Pakistan’s quest to acquire tactical nuclear weapons (TNWs) has added a dangerous dimension to the already precarious strategic equation in South Asia. The security discourse in the subcontinent revolves around the perennial apprehension of a conventional or sub-conventional conflict triggering a chain reaction, eventually paving the way for a potential nuclear crisis haunting peace and stability in the region.
The Pakistan army’s directorate of Inter-Services Public Relations (ISPR), announced the successful testing of the 60-km nuclear-capable short-range missile Hatf IX (Nasr) on 11 February 2013 and declared, “…Nasr, can carry nuclear warheads of appropriate yield, with high accuracy… and has been specially designed to defeat all known anti-tactical missile defence systems.” The test, an implicit signal to the region about Pakistan’s commitment to developing “full spectrum deterrence including the use of TNWs”, was witnessed by the Chairman, Joint Chiefs of Staff Committee, General Khalid Shameem Wynne, Director General Strategic Plans Division, Lieutenant General Khalid Ahmed Kidwai (Retd), and Commander Army Strategic Forces Command, Lieutenant General Tariq Nadeem Gilani.
While Pakistan believes that the Nasr “adds deterrence value to Pakistan’s strategic weapons development programme at shorter ranges,” it has, in fact, further lowered its nuclear threshold through the likely use of TNWs. Pakistan has not formally declared a nuclear doctrine, but it is well known that nuclear weapons are its first line of defence. Its presumed “first-use” policy is aimed at negating India’s conventional military superiority by projecting a low nuclear threshold. The use of TNWs in the India-Pakistan case will alter the strategic scenario completely as Pakistan would threaten India with the use of TNWs in the event of New Delhi responding against Islamabad with a conventional strike in reaction to a 26/11-style terrorist attack. According to the Pakistan army, TNWs are designed to counter India’s Cold Start doctrine. Under this new policy, Indian troop formations could well face an onslaught of Pakistani TNWs.
Tactical nuclear weapons, often referred to as “battlefield”, “sub-strategic”, or “non-strategic” nuclear weapons, usually have a plutonium core and are typically distinct from strategic nuclear weapons. Therefore, they warrant a separate consideration in the realm of nuclear security. The yield of such weapons is generally lower than that of strategic nuclear weapons and may range from the relatively low 0.1 kiloton to a few kilotons. As Pakistan is already building its fourth nuclear reactor at Khushab—a plutonium producing unit, the clamour in the Pakistan armed forces for manufacturing tactical nuclear weapons has gone up.
Pakistan has been advocating the concept of a Strategic Restraint Regime based upon the principle of nuclear restraint and conventional force reductions and has termed it as a strategic confidence-building measure. Often citing what it terms as “India’s conventional military threat”, Pakistan forgets that given its offensive strategic posture and continuing involvement in terror strikes in India, it is New Delhi which is confronted with the problem of developing a strategy to counter Pakistan’s “first-strike” and proxy war in light of its declared “no-first-use” policy.
India has always viewed nuclear weapons as a political instrument whose sole purpose is to deter the use and threat of use of nuclear weapons against itself. India’s nuclear doctrine clearly outlines the strategy of credible minimum deterrence and also establishes that India will not be the first to initiate a nuclear strike. However, India shall respond with punitive retaliation should deterrence fail.
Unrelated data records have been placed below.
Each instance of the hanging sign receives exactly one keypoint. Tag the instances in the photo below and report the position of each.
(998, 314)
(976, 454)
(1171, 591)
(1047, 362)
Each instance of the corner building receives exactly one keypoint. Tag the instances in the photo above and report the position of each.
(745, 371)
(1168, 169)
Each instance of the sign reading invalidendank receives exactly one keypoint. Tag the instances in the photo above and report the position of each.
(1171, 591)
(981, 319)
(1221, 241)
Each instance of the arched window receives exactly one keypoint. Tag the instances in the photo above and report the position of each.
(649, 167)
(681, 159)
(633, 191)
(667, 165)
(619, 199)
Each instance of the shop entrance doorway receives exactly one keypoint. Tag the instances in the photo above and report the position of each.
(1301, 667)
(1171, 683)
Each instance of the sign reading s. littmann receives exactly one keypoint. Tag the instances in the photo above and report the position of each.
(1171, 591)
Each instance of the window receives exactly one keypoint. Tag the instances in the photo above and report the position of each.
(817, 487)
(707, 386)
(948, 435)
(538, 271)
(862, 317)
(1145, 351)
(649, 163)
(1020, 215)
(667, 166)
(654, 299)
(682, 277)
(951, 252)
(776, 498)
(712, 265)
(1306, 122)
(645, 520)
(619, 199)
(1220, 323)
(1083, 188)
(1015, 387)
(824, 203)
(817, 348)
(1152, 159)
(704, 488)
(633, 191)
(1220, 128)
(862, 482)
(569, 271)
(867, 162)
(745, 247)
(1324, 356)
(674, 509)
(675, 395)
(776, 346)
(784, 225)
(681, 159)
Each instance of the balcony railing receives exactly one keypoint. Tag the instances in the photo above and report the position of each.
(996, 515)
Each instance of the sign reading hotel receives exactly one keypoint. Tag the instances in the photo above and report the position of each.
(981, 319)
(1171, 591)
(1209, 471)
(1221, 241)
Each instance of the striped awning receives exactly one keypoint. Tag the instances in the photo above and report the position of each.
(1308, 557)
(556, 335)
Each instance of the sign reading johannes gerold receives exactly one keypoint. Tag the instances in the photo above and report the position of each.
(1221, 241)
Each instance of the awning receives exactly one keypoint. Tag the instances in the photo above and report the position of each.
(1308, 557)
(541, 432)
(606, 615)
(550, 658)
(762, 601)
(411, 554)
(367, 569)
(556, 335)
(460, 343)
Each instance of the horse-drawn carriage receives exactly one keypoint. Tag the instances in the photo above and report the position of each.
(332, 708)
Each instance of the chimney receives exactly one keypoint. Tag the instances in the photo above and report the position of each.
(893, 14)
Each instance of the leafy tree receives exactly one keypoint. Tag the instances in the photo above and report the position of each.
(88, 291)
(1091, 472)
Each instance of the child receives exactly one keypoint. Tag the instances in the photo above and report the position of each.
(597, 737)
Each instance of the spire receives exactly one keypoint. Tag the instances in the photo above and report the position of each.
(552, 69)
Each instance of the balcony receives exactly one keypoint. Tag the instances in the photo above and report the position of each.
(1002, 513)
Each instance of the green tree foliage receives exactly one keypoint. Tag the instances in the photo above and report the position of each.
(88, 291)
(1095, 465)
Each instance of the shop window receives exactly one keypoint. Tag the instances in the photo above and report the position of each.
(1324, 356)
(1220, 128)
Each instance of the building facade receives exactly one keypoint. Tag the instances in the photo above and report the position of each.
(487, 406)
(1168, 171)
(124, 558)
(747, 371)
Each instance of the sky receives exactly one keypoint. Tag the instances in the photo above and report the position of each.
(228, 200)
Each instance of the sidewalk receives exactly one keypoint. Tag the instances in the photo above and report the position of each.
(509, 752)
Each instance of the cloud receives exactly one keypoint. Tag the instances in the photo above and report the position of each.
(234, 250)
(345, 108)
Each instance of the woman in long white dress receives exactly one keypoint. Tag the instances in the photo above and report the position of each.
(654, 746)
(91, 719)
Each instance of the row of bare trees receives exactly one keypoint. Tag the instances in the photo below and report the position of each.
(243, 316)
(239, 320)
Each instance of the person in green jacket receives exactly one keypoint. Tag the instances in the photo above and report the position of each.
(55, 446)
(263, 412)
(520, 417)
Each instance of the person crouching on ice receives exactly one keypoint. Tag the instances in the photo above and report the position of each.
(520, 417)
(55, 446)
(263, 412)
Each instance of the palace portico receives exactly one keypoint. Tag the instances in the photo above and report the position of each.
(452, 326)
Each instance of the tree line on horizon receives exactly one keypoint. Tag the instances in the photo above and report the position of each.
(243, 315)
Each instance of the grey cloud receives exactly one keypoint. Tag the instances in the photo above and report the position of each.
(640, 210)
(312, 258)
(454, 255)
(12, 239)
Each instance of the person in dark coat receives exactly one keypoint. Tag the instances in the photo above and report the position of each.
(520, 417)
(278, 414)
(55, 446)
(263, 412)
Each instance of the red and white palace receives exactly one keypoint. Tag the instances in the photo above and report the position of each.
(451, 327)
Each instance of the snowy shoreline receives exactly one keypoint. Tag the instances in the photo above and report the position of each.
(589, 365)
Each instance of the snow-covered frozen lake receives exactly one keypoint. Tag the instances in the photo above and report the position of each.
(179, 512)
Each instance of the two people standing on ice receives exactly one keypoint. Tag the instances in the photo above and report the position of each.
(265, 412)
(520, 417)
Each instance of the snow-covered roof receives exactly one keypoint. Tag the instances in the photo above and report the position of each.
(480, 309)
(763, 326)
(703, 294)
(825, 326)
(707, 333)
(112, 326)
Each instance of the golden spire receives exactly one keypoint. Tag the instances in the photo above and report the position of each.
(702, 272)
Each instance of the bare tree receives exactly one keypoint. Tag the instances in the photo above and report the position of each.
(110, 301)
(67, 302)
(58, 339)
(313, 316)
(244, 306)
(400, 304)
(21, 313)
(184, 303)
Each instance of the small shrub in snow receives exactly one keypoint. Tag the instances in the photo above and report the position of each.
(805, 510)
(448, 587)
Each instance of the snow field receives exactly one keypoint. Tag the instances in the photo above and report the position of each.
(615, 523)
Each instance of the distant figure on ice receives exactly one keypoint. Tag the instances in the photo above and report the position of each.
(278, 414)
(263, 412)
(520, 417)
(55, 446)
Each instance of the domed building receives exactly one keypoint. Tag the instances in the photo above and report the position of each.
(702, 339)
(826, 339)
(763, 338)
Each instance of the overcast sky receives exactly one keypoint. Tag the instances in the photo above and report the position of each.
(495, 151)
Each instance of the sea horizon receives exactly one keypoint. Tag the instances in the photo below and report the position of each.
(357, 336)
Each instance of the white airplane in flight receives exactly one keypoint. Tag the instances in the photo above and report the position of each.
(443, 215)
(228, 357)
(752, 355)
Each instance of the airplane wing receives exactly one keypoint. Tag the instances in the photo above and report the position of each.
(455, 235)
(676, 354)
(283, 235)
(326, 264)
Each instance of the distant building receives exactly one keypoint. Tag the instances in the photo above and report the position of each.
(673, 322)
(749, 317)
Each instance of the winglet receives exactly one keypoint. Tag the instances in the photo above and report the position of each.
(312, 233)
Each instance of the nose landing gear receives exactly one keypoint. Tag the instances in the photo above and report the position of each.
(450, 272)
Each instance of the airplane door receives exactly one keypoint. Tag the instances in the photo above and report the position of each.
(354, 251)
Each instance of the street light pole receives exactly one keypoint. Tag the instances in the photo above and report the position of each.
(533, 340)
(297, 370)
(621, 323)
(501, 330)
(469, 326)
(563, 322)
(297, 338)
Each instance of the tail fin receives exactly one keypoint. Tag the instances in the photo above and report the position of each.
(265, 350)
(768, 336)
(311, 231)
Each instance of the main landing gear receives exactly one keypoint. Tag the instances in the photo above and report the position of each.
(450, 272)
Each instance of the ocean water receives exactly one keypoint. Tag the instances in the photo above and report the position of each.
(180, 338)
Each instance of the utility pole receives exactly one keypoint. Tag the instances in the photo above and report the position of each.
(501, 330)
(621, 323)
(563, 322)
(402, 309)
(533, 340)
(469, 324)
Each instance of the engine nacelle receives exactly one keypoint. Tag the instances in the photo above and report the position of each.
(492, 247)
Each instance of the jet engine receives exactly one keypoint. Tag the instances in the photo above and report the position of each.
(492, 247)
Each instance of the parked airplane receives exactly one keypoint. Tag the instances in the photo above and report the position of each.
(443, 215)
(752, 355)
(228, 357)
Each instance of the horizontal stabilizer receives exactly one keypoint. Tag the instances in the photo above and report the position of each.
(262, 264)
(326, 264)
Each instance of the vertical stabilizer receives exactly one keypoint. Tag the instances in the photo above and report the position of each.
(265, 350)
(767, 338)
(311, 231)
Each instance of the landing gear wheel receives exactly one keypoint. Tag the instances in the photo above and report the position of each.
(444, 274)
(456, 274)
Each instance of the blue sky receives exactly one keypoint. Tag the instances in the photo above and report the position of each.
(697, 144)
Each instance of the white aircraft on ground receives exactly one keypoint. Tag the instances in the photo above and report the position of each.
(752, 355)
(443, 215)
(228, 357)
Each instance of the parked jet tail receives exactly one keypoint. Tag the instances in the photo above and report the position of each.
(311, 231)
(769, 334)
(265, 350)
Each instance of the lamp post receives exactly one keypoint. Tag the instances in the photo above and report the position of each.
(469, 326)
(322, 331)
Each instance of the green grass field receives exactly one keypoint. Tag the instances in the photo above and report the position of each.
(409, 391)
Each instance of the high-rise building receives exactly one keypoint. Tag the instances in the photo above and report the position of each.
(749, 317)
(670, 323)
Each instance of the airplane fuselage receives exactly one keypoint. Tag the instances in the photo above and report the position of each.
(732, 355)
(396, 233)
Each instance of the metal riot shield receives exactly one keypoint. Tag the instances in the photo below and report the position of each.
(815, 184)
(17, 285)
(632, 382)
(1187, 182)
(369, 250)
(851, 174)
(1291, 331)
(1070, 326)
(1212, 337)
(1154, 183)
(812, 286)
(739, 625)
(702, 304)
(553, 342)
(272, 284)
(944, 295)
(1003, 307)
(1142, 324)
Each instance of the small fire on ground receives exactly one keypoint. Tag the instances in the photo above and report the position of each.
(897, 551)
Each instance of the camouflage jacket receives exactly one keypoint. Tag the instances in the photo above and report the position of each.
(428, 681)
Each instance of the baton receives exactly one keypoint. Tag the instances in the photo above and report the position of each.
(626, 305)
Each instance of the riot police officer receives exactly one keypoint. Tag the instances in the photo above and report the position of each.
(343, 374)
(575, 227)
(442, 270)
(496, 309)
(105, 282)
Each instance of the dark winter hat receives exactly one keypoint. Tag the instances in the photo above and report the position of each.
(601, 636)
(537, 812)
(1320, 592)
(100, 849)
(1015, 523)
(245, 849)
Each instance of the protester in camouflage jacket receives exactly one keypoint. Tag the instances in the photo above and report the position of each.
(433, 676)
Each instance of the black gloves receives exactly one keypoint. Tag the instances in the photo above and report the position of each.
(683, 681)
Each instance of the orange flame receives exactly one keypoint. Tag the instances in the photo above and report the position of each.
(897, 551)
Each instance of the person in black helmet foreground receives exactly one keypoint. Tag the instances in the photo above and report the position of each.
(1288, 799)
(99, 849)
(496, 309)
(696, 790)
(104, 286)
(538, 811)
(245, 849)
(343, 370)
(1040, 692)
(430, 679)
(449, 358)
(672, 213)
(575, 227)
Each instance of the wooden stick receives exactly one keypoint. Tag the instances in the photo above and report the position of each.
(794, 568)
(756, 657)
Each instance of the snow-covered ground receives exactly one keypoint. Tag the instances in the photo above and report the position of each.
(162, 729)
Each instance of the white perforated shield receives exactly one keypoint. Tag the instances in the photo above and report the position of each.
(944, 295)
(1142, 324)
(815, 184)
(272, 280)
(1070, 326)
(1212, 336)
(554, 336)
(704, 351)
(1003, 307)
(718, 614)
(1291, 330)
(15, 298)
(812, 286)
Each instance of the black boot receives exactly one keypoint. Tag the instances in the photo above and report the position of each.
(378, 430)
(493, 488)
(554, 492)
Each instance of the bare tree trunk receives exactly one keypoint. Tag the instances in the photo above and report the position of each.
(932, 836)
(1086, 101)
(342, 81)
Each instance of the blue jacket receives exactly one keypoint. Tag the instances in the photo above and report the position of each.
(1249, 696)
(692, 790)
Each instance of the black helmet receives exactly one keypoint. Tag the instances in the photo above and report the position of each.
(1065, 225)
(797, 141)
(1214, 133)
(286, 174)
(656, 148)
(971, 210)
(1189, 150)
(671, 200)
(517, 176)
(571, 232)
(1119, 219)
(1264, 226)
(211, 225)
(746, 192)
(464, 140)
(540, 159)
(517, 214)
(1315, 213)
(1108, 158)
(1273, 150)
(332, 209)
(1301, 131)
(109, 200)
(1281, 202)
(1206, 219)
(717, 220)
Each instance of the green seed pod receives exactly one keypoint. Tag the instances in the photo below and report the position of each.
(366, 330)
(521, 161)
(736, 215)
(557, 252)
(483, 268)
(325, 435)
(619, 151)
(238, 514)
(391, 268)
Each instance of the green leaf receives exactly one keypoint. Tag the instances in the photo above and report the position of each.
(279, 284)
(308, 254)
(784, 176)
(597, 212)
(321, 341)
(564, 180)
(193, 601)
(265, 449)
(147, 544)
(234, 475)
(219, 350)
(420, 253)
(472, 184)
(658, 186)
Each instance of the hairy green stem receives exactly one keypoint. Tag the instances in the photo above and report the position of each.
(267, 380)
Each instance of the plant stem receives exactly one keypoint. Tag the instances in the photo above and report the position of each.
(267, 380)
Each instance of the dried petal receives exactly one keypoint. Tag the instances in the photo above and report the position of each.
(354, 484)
To achieve this end, India’s nuclear doctrine calls for a sufficient, survivable and operationally prepared nuclear force; a robust command and control system; effective intelligence and early warning capabilities; comprehensive planning and training for operations in line with strategy; and requisite primary and alternate chains of command to employ nuclear weapons.
If Pakistan intends to develop these lower-yield nuclear warheads that can be fired from short-range tactical missiles, a future limited war scenario with India with grave repercussions remains a possibility. Pakistan should cooperate with India by taking requisite steps to stabilise nuclear deterrence and minimise existential nuclear dangers. It should not indulge in further destabilising nuclear deterrence in the name of “balancing the asymmetry with India in conventional capabilities.” India, yet again, has acted as a responsible player by not going down the TNW route fully acknowledging the perils involved. Pakistan needs to introspect. Even one nuclear strike-- tactical or otherwise --whether in India or against Indian forces, shall unquestionably invite massive punitive retaliation that will finish Pakistan as a nation state.
The history of nuclear deterrence tells us that TNWs lower the nuclear threshold and that makes them inherently destabilising. Their command and control is complex as it involves delegation of the authority to launch to commanders in the field if they are to avoid being confronted with the “use them, or lose them” challenge. Pakistan has opted to go down a dangerous path. It must stop its quest for TNWs as weapons of war.